Já pouco do que se vai dizendo e escrevendo sobre Educação desperta interesse: é um facto que todos constatamos, e não é por falta de assuntos pertinentes ou problemas prementes a resolver. A realidade é que o sector está em crise há muito tempo, os diagnósticos estão feitos, mas nada de essencial muda ou se resolve. Pelo contrário: insiste-se no erro e sucedem-se as asneiras.
Os professores, frustrados nas suas expectativas profissionais, estão cansados de denunciar o excesso de trabalho inútil, a burocracia galopante, as turmas numerosas, os programas e currículos insensatos, a indisciplina, o centralismo ministerial temperado por uma “autonomia das escolas” que apenas serve, na prática, para reforçar o poder discricionário dos directores. Resultados? Nenhuns. Foi preciso faltarem professores e ficarem as turmas sem aulas durante meses a fio para que os governantes, a imprensa, os pais e o país percebessem que talvez não sejam só “interesses corporativos” que têm levado os professores a alertar para os problemas e a denunciar o que está mal.
Por todas estas razões, achei interessante e merecedor de alcançar um público mais vasto do que os leitores habituais dos temas educativos o artigo de André Castro Soares no Público. Antropólogo de formação, uma pausa no seu doutoramento levou-o a experimentar a docência numa escola da Grande Lisboa. E a escrever sobre a sua experiência. Ora este olhar da escola por dentro, por parte de alguém vindo de fora, confirma o que há muito é evidente para quem cá anda há mais tempo: a uma profissão já por natureza exigente, não haveria necessidade de juntar tanta burocracia inútil e desgastante.
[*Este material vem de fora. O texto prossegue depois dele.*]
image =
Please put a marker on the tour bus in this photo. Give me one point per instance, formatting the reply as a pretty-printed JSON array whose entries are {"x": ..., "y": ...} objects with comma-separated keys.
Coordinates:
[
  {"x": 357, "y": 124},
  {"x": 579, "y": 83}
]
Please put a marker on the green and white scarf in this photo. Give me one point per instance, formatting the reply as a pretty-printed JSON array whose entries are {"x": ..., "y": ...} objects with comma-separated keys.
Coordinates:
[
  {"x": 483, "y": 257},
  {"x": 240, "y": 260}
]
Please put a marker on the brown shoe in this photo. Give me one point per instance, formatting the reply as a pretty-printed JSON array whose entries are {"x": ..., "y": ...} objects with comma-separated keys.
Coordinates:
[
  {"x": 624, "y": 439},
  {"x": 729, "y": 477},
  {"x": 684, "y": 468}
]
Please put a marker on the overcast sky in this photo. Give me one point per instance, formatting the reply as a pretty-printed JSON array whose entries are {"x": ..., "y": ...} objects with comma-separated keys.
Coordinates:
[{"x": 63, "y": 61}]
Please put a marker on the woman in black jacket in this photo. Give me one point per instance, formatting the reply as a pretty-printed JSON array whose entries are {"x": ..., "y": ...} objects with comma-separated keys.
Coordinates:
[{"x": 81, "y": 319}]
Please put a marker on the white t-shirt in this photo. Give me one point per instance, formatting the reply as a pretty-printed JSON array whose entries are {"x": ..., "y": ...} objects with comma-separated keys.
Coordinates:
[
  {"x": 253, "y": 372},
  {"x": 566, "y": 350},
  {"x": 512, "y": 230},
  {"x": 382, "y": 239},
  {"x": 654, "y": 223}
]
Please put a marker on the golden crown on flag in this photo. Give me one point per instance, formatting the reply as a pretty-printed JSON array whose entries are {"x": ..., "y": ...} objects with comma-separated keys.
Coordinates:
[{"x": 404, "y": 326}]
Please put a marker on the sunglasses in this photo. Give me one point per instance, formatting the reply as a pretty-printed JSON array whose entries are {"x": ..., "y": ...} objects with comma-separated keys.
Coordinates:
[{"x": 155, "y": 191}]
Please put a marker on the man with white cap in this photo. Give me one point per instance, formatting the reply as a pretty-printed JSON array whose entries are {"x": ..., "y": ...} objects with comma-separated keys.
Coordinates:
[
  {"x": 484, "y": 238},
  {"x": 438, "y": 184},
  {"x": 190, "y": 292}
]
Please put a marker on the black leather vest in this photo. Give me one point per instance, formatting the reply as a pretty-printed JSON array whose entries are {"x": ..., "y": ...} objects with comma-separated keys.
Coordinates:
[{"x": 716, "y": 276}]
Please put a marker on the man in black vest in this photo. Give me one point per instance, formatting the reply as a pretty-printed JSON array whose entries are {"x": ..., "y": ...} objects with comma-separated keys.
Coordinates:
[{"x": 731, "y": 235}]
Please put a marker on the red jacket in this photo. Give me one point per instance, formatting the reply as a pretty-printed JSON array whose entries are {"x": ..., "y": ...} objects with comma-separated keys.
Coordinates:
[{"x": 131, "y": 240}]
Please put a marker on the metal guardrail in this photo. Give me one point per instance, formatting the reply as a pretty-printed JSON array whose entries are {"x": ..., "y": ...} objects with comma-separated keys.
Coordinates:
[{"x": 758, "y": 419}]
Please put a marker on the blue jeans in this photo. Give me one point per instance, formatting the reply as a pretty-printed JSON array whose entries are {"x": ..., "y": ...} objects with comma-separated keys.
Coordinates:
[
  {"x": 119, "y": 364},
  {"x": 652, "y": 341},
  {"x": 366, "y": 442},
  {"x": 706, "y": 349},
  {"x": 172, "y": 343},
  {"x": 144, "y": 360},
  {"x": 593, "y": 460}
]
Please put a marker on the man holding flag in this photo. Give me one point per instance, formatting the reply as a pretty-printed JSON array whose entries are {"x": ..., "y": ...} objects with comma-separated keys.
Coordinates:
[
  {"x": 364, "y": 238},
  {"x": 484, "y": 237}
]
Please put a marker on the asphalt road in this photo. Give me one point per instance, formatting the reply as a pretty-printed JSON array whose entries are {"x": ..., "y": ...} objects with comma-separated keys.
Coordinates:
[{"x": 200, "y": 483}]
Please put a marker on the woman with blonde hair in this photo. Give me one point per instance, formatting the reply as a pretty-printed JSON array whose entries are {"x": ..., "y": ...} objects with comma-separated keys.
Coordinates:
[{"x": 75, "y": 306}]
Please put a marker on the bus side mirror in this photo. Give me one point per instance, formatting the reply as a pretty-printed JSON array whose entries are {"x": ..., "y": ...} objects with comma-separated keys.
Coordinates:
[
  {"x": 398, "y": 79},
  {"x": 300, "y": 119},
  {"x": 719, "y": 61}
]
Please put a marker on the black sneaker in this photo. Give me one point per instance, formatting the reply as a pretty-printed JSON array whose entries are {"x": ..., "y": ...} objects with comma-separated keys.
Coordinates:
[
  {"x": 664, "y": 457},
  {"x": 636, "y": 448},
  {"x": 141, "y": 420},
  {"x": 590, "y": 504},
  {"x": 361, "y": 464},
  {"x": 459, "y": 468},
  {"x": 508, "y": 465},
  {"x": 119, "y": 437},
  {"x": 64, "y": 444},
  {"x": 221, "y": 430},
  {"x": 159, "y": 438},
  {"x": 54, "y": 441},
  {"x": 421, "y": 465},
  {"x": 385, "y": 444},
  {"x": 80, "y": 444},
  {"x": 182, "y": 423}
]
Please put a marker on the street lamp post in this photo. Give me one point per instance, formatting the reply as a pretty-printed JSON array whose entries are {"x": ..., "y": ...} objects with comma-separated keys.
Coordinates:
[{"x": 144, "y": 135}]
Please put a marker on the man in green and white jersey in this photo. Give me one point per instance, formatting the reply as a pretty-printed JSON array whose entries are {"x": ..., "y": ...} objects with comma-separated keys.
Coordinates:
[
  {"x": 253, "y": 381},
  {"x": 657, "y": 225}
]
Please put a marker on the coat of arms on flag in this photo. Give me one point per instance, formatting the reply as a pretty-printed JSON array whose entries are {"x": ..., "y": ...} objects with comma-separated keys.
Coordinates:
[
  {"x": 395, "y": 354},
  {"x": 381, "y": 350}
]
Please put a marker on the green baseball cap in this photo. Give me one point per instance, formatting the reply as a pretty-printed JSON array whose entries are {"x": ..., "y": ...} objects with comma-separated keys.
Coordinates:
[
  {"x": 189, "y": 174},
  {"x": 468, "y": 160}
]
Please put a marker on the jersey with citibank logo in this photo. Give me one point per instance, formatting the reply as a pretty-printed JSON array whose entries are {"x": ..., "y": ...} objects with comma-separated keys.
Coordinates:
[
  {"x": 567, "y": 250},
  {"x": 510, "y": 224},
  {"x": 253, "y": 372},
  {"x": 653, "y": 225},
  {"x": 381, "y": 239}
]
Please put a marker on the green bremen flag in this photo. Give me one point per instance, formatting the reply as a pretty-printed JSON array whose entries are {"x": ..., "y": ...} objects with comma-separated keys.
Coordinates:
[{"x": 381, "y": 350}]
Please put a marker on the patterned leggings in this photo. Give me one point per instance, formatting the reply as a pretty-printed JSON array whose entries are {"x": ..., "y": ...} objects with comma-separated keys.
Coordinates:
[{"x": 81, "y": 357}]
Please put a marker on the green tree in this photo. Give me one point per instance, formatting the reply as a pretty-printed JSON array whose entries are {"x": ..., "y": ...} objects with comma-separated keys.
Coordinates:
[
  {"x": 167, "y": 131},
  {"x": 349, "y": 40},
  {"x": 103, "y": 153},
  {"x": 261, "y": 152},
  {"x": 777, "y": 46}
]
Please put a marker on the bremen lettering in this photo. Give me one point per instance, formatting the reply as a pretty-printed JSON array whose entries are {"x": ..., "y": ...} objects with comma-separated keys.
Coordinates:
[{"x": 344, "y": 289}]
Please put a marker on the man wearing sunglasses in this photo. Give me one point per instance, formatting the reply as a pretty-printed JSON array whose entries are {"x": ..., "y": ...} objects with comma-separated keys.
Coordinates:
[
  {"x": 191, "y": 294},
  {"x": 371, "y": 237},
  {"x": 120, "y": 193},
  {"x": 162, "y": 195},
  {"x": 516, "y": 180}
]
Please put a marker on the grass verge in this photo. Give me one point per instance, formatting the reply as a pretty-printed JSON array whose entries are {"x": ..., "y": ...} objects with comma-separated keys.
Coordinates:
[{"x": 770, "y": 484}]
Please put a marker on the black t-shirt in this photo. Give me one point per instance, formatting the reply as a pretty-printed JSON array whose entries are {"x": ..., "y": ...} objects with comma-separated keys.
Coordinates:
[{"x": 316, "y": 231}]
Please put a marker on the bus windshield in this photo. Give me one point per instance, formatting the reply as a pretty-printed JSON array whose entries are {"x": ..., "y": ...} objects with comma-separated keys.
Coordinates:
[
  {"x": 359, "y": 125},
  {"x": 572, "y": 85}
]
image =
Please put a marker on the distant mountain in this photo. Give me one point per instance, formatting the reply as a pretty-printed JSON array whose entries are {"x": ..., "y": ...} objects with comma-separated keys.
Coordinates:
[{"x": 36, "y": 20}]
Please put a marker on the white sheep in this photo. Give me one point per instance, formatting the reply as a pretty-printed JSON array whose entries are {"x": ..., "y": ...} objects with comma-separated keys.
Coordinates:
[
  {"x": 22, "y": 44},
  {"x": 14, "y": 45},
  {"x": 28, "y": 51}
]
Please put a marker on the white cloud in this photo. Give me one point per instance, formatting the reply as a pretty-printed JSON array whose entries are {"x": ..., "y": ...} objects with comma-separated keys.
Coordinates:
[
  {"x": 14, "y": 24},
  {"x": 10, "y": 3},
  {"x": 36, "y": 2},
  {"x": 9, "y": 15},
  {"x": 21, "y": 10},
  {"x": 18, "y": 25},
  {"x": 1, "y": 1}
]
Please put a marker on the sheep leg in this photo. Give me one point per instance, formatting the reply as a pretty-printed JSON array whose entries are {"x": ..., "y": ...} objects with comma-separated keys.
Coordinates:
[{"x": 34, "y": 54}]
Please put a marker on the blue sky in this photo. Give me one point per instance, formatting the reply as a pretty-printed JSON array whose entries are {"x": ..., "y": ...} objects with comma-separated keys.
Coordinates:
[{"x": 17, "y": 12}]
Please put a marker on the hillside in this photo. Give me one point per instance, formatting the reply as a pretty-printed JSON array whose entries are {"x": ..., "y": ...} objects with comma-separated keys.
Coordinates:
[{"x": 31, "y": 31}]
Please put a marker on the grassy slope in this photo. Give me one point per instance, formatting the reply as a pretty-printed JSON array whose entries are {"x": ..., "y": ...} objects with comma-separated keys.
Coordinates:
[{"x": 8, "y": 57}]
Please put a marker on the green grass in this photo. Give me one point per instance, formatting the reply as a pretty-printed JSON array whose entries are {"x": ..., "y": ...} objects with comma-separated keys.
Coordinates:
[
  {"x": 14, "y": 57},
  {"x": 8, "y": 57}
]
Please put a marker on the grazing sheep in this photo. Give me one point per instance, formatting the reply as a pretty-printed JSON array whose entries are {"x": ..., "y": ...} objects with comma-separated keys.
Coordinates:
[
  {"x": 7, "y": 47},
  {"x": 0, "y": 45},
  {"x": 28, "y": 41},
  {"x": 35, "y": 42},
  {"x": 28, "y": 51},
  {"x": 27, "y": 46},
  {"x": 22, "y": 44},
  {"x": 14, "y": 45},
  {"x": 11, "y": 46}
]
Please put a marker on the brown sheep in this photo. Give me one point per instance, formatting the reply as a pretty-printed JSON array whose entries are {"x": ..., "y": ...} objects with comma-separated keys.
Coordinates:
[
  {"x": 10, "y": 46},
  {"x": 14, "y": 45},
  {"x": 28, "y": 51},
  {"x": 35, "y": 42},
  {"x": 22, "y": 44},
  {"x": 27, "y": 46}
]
Muito menos menorizar e desprezar os professores que mantêm as escolas a funcionar.
A escola pública está sob ataque, está dividida, desmotivada e sem energia. Os anos de neoliberalismo dos sucessivos governos colocaram a educação num atordoamento tal que só as analogias da guerra e dos bombardeamentos de uma cidade descrevem, infelizmente, o que se está a passar. Os alunos e alunas estão sem professores durante meses e os professores e professoras que concorrem desistem, pois não conseguem lidar com tamanhas requisições. Uma energia que é sugada, não apenas pela aula e sala onde a ligação entre aprendizes e pedagogos acontece, mas pela teia burocrática a que estão votados.
Quando cheguei à Gama Barros e me apresentei, fui dar aulas de língua portuguesa a turmas de 5.º ano (quatro turmas) e uma direcção de turma de 6.º ano, onde tive de leccionar História e Geografia de Portugal e as essenciais aulas de Cidadania e Desenvolvimento. Não basta preparar as aulas e transmitir e discutir os conhecimentos, processo necessariamente colectivo e de diálogo. Tive de aprender a mexer nas plataformas digitais onde se reproduzem tarefas que são replicadas em papel. Muito papel, os papéis, que fazem lembrar a rábula dos Gato Fedorento.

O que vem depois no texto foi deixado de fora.